Did these sound like the actions of a woman who needed constant supervision? Certainly not. These were the actions of a woman who not only recognized her shortcomings but was pro-active in dealing with them. Meeting her challenges head on and fighting back one day at a time. Knowing with absolute certainty that she was having a good day and that it was time for her morning smoke.

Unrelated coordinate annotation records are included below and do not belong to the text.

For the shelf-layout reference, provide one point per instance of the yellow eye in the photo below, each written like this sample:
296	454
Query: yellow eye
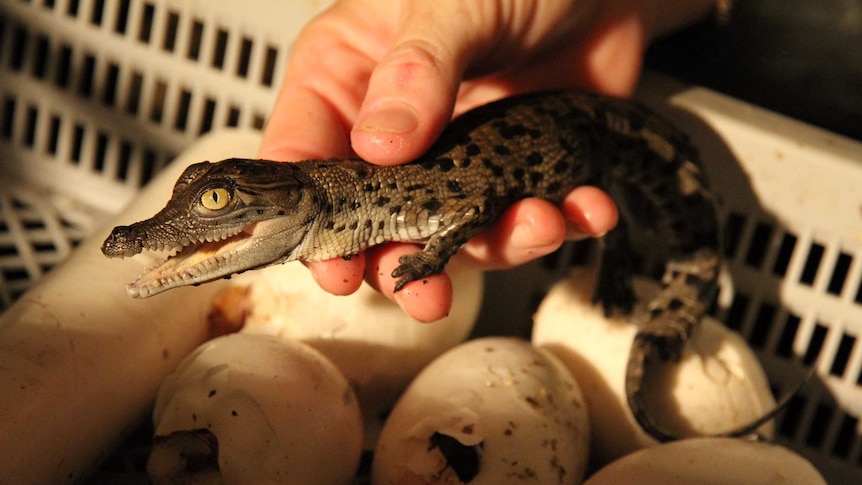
215	199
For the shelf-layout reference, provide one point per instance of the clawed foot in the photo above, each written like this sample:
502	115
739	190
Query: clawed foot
415	266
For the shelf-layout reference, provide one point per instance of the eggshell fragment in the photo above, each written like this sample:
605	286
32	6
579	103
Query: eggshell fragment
256	409
490	411
716	461
377	346
717	386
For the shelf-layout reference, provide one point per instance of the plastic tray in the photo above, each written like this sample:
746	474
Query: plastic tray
97	95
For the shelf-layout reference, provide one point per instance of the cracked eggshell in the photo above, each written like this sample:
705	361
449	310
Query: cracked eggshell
490	411
717	386
377	346
267	410
717	461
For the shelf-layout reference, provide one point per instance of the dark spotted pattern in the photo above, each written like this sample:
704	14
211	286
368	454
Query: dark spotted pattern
535	145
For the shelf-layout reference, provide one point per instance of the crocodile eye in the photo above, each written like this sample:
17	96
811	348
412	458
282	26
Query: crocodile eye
215	199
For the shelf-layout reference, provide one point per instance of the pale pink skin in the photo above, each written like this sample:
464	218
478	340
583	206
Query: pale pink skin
380	79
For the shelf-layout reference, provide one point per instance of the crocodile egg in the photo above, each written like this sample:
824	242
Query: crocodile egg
256	409
717	386
377	346
490	411
717	461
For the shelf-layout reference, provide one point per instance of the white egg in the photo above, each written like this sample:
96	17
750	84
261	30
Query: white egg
717	386
256	409
490	411
377	346
717	461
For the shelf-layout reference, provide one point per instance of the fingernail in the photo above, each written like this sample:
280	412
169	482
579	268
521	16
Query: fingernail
391	118
523	237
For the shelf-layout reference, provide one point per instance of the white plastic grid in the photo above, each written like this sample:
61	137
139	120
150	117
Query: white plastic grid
97	95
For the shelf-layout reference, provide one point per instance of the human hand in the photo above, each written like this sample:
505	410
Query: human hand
381	78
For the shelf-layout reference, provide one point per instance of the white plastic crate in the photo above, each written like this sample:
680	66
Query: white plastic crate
97	95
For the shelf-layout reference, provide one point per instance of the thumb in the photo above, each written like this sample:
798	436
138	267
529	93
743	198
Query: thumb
412	90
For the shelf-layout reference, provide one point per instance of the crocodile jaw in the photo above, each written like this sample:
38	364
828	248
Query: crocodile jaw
199	263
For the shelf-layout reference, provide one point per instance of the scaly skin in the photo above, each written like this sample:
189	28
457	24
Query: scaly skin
535	145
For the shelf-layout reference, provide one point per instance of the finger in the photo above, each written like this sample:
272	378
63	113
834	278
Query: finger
426	300
412	91
591	212
339	276
529	229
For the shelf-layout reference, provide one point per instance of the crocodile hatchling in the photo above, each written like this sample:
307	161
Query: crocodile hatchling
240	214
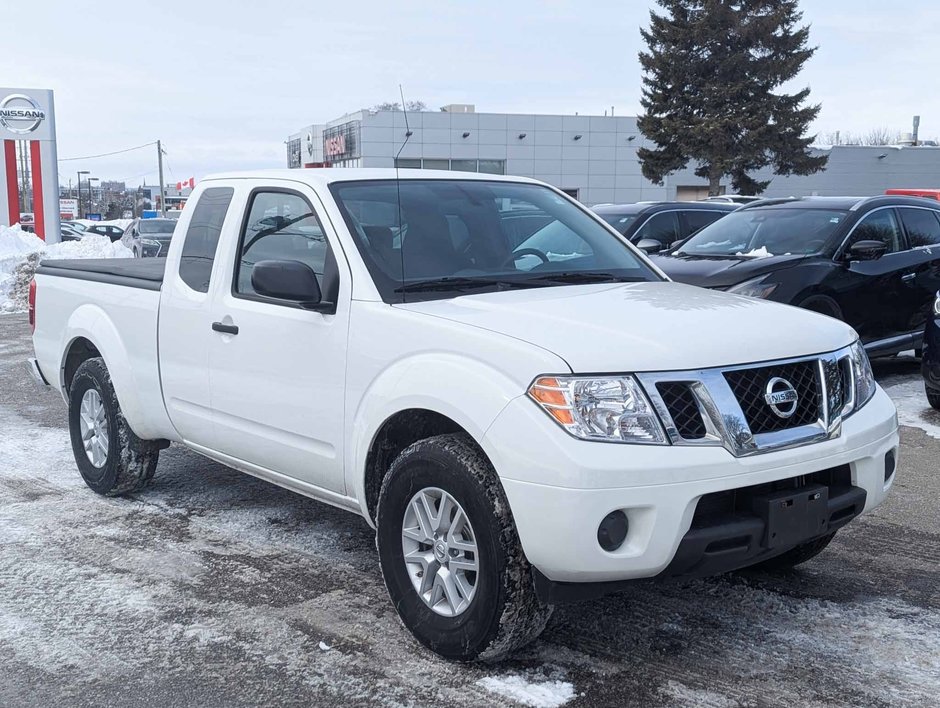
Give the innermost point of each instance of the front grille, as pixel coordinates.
(682, 406)
(749, 387)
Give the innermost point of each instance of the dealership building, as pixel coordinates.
(592, 158)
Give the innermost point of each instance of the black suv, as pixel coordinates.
(661, 224)
(872, 262)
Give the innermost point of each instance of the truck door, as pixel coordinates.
(185, 315)
(276, 370)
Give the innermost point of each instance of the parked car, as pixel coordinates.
(738, 199)
(662, 224)
(149, 238)
(110, 230)
(69, 232)
(872, 262)
(930, 364)
(377, 344)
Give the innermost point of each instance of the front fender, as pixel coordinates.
(468, 391)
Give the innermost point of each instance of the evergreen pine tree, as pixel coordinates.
(710, 73)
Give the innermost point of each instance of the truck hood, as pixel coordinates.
(723, 272)
(632, 327)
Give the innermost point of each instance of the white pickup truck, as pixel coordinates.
(524, 407)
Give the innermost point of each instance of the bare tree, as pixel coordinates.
(396, 106)
(880, 136)
(874, 136)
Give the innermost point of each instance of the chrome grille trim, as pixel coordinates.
(723, 417)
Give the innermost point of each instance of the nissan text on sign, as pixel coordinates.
(27, 125)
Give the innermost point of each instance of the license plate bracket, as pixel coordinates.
(792, 516)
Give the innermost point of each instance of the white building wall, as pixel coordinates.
(602, 164)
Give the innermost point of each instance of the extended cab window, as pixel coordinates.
(202, 237)
(922, 226)
(664, 227)
(281, 226)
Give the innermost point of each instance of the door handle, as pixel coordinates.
(224, 328)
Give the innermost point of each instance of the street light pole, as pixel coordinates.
(80, 173)
(162, 189)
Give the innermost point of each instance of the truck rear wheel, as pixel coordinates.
(110, 457)
(795, 556)
(450, 554)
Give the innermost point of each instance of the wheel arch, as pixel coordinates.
(90, 332)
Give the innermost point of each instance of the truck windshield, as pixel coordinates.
(755, 233)
(424, 239)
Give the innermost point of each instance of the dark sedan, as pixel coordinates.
(930, 364)
(872, 262)
(661, 224)
(149, 238)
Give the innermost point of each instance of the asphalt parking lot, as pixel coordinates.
(212, 588)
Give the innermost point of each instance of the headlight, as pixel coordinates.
(754, 288)
(608, 409)
(862, 377)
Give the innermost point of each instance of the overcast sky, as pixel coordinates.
(224, 83)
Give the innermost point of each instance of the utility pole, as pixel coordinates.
(162, 189)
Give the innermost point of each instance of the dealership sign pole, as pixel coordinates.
(27, 119)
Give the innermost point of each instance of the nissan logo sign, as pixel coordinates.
(20, 114)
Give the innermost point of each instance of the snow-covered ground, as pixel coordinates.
(213, 588)
(21, 252)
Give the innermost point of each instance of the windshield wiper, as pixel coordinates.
(577, 277)
(459, 283)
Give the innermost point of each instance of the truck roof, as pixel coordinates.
(327, 175)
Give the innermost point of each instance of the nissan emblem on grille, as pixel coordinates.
(781, 397)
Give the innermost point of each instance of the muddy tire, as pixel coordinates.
(795, 556)
(933, 398)
(450, 554)
(110, 457)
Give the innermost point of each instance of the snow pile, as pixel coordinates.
(911, 401)
(529, 692)
(21, 253)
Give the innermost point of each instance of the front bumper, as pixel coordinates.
(560, 488)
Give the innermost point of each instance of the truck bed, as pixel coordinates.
(145, 273)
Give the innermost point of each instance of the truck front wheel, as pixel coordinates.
(110, 457)
(450, 554)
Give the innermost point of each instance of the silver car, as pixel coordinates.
(149, 238)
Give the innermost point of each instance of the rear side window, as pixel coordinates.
(202, 237)
(699, 219)
(922, 227)
(663, 227)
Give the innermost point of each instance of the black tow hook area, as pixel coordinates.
(778, 521)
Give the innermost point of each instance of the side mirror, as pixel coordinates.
(866, 250)
(289, 280)
(649, 245)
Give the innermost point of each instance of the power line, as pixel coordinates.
(107, 154)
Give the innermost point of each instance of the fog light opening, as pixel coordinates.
(889, 465)
(613, 531)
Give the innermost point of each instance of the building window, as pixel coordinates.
(435, 164)
(463, 165)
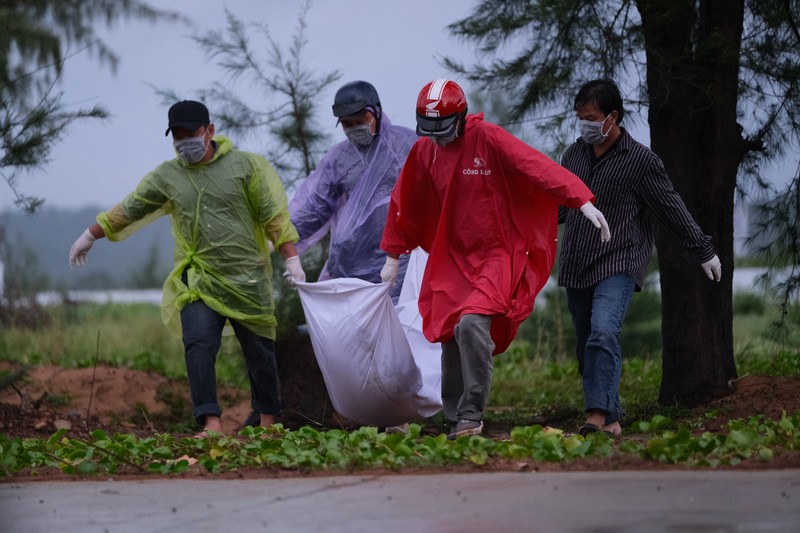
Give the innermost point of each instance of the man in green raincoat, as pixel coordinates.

I kept the little bag of pot in the medicine cabinet, because contrary to what Mark believed, that’s exactly what it was. Medicine—clinically proven to help the older brain with memory retention while significantly reducing agitation. Little things that ticked off Big Al and were more than enough to keep me puffing for the foreseeable future. Thank God Mary Anne still kept a little on hand, to take the edge off after a rough day in the classroom.

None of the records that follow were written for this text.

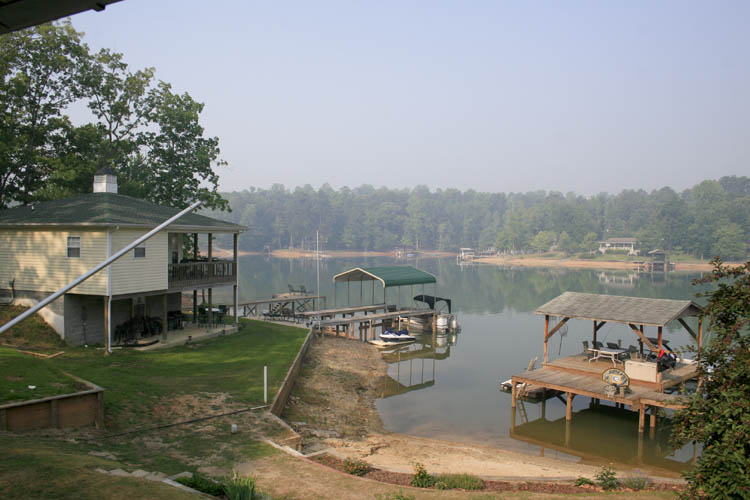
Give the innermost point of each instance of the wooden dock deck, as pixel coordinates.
(293, 303)
(575, 376)
(368, 323)
(343, 311)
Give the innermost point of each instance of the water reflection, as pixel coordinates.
(602, 433)
(437, 388)
(412, 367)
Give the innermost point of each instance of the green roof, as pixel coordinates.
(387, 275)
(107, 209)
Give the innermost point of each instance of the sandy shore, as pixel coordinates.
(305, 254)
(333, 407)
(581, 264)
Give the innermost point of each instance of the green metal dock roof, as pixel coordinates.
(387, 275)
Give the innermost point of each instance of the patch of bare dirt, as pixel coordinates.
(190, 406)
(334, 395)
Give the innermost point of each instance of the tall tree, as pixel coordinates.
(718, 415)
(39, 69)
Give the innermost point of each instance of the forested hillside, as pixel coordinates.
(711, 218)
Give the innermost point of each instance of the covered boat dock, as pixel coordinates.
(581, 375)
(367, 317)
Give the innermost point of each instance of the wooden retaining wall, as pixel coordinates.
(66, 410)
(279, 401)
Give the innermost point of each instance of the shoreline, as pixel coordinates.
(333, 409)
(583, 264)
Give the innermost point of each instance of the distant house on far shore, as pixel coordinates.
(628, 244)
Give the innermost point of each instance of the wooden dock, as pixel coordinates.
(343, 311)
(366, 324)
(575, 376)
(291, 304)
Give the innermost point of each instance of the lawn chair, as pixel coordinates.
(220, 316)
(586, 349)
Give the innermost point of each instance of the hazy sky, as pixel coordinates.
(493, 96)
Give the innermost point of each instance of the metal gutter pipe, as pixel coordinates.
(97, 268)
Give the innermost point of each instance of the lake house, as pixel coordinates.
(46, 245)
(621, 244)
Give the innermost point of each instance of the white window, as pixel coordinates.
(74, 246)
(139, 252)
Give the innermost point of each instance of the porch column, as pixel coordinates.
(107, 335)
(210, 307)
(236, 280)
(659, 339)
(210, 256)
(164, 318)
(546, 331)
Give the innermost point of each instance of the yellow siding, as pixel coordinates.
(38, 261)
(133, 275)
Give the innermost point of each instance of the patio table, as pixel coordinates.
(609, 353)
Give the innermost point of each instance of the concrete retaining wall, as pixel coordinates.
(66, 410)
(279, 401)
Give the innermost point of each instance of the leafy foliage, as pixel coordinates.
(202, 484)
(140, 128)
(718, 415)
(607, 478)
(239, 487)
(422, 478)
(356, 467)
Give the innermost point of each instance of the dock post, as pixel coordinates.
(641, 418)
(569, 406)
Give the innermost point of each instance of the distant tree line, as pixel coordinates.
(711, 218)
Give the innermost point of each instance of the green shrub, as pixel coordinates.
(458, 481)
(202, 484)
(356, 467)
(607, 478)
(394, 496)
(239, 488)
(421, 478)
(635, 482)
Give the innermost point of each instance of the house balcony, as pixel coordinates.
(202, 274)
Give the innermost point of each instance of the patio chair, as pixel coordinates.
(586, 349)
(221, 314)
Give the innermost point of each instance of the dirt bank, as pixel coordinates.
(581, 264)
(333, 406)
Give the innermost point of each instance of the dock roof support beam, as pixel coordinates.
(642, 337)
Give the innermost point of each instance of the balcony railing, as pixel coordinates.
(202, 273)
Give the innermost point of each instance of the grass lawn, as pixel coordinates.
(144, 390)
(136, 382)
(32, 332)
(22, 371)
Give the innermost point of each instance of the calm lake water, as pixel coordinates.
(449, 388)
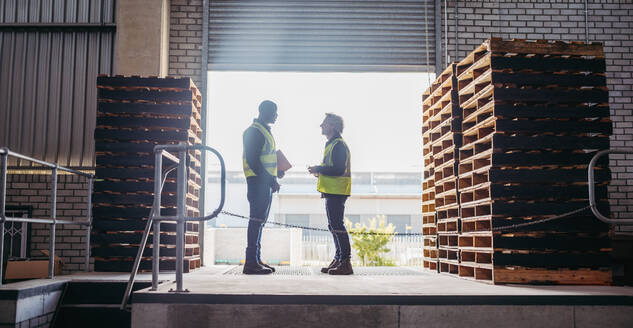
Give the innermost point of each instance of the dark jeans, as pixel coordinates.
(335, 209)
(259, 197)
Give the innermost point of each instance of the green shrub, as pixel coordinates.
(371, 248)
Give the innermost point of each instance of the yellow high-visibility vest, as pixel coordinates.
(336, 185)
(268, 156)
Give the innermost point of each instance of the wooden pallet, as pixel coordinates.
(441, 139)
(134, 115)
(534, 113)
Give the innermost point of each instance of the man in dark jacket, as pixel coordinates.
(334, 183)
(260, 168)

I lit the joint and inhaled slowly, the way she and I used to before Liz became wise and the pot started disappearing. I closed my eyes, letting the smoke work its way into my head, still coughing a bit on the exhale, but positive that would pass in time. Raising the joint to my lips a second time, I opened my eyes and was surprised to see Mark standing in the bathroom door. For a big man, he could be awfully quiet.
And he didn’t merely look good, he looked great. His jaw had always been strong, his cheekbones pronounced, and he was starting to get those wonderful angles back. Starting to look more like the outdoorsman he was born to be, the one I’d welcomed into my home all those years ago. “You’re early,” I said.
“And you’re still at it.”
I nodded while I inhaled and said, “I think it’s helping,” on the exhale. Then I pulled the ashtray across the counter, snuffed out the joint, and held up my hands. “See? Two puffs and no more. It’s purely a therapeutic exercise. Although I don’t understand why they make the stuff so strong nowadays. I honestly believe there’s a market for pot lite.” I walked past him, grabbed my notebook from the bedside table, and started down the stairs. “You should look into that one day.”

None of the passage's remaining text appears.